Довольный собой, Оберон разжег огонь. Миссис Макрейнольдс была одним из последних персонажей, унаследованных им от создателей «Мира Где-то Еще». Три десятка лет назад молодая разведенная женщина, она упорно гнула свою линию через алкоголизм, повторный брак, переход в другую веру, горе, старость и болезнь. Но теперь с ней покончено. Контракт истек. Фрэнки тоже собирался в долгую поездку. Он вернется (его контракт будет действителен еще несколько лет, а кроме того, у него роман с продюсером), но вернется другим человеком.
Миссионером? Что ж, в некотором смысле. Почему бы и нет?
Действие шло бы веселее, сказала некогда Сильвия Фреду Сэвиджу; и с тех пор, как Оберон начал постепенно внедрять свои вкусы в «Мир Где-то Еще», с мыльной оперой произошли большие перемены. Вначале он просто не мог поверить, что растянутый и невыразительный сюжет объяснялся всего лишь недостатком изобретательности у сценаристов. Оберон, по крайней мере вначале, не страдал этим недостатком, а кроме того, нужно было избавляться от всех этих скучных и несимпатичных персонажей, в чьих страстях и взаимной ревности Оберон с трудом разобрался. Поэтому смертность среди них на время резко повысилась; неумолчно визжали шины на мокром асфальте, слышался скрежет стали, ревели сирены. Одну молодую женщину, наркоманку и лесбиянку с ребенком-идиотом, по контракту нельзя было убрать, поэтому Оберон исхитрился сунуть на ее место давно потерявшуюся сестру-близнеца, с совершенно другим характером. На осуществление этой затеи потребовались две-три недели.

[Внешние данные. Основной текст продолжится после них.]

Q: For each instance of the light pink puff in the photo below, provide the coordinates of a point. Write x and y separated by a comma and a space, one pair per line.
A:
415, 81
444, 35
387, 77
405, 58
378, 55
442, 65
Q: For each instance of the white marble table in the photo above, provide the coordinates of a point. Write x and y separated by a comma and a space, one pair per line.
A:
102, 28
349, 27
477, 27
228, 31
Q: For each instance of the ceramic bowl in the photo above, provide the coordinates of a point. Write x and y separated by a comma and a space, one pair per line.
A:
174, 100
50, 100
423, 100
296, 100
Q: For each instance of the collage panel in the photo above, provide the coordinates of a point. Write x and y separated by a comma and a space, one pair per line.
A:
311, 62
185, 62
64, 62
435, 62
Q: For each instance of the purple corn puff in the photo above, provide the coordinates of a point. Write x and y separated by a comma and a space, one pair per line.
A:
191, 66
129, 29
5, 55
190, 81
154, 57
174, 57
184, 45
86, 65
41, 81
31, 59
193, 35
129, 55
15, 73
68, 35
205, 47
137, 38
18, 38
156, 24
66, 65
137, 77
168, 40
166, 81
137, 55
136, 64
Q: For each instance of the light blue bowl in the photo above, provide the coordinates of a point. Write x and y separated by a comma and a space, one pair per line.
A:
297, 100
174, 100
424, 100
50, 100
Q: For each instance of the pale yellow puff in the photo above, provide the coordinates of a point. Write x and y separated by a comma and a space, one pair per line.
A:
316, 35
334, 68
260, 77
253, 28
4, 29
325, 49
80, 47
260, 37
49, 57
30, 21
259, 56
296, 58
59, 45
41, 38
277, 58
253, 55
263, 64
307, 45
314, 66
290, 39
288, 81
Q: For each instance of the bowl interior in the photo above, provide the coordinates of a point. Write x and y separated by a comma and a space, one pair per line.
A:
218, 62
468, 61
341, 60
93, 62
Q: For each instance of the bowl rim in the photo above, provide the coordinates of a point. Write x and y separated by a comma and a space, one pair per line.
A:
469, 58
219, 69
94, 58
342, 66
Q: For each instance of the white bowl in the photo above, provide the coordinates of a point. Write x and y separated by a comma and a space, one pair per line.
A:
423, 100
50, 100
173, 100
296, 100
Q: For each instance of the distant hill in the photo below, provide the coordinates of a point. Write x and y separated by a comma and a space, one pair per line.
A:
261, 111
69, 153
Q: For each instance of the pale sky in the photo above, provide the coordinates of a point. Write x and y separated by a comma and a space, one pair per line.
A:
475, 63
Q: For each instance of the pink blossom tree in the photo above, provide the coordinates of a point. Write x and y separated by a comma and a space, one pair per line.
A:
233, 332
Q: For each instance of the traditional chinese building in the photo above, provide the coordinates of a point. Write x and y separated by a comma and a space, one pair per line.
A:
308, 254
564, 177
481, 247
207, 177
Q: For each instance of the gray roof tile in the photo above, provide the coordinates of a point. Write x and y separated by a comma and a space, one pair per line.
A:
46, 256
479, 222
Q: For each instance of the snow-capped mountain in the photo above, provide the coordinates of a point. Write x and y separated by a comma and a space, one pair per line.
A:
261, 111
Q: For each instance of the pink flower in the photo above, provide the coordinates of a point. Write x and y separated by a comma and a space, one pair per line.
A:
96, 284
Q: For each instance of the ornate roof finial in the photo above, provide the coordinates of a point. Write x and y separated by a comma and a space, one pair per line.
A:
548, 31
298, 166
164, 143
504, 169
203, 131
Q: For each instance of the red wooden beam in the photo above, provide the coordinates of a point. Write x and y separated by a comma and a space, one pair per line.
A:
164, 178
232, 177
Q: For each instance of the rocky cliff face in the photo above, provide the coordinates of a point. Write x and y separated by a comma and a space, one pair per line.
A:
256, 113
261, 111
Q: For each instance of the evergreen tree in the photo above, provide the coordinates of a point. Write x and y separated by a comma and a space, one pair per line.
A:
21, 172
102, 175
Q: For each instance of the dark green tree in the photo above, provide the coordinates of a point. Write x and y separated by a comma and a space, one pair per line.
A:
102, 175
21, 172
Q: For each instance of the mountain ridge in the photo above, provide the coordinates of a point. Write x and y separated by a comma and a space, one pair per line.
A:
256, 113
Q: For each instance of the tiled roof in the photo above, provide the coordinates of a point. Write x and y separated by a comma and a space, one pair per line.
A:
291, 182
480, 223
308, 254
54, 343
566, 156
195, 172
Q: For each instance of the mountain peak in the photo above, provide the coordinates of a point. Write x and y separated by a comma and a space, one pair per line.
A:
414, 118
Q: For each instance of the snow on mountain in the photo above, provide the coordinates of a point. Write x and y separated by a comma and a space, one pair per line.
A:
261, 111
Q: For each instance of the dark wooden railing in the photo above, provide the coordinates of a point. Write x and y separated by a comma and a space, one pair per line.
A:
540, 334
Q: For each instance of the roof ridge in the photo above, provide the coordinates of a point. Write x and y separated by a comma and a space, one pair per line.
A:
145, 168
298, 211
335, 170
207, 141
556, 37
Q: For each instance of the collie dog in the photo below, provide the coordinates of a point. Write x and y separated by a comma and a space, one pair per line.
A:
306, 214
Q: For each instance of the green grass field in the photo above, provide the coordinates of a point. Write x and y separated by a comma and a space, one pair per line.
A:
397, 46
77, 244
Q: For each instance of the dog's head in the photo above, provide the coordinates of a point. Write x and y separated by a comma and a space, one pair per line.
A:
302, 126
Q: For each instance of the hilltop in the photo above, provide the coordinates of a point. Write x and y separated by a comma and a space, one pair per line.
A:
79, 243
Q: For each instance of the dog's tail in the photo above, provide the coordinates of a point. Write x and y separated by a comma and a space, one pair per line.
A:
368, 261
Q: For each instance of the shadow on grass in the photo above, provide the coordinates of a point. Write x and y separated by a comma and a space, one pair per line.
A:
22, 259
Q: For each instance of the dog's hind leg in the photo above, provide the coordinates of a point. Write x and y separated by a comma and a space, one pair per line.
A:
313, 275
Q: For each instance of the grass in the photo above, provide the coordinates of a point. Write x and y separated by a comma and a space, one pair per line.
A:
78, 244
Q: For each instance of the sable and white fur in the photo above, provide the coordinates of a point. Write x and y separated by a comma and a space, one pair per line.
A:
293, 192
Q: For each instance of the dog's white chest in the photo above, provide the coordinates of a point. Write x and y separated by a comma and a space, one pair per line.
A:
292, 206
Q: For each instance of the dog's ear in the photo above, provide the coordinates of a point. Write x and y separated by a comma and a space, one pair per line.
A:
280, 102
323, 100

Наблюдая, с какой скоростью происходят эти драмы, продюсеры бледнели. Публика не приучена к таким бурным событиям, говорили они, ее вполне устраивает привычная скука. Но публика как будто придерживалась другого мнения, а если в ее составе и произошли некоторые перемены, количество поклонников сериала не уменьшилось или почти не уменьшилось, а преданность возросла. К тому же немного находилось сценаристов, способных проворачивать такие объемы работы, как Оберон, за новое, существенно сниженное жалованье. Поэтому продюсеры, впервые за всю свою практику вынужденные резко ограничить бюджет и, считаясь с угрозой банкротства, далеко за полночь подсчитывать активы и пассивы, решили дать Оберону полную волю.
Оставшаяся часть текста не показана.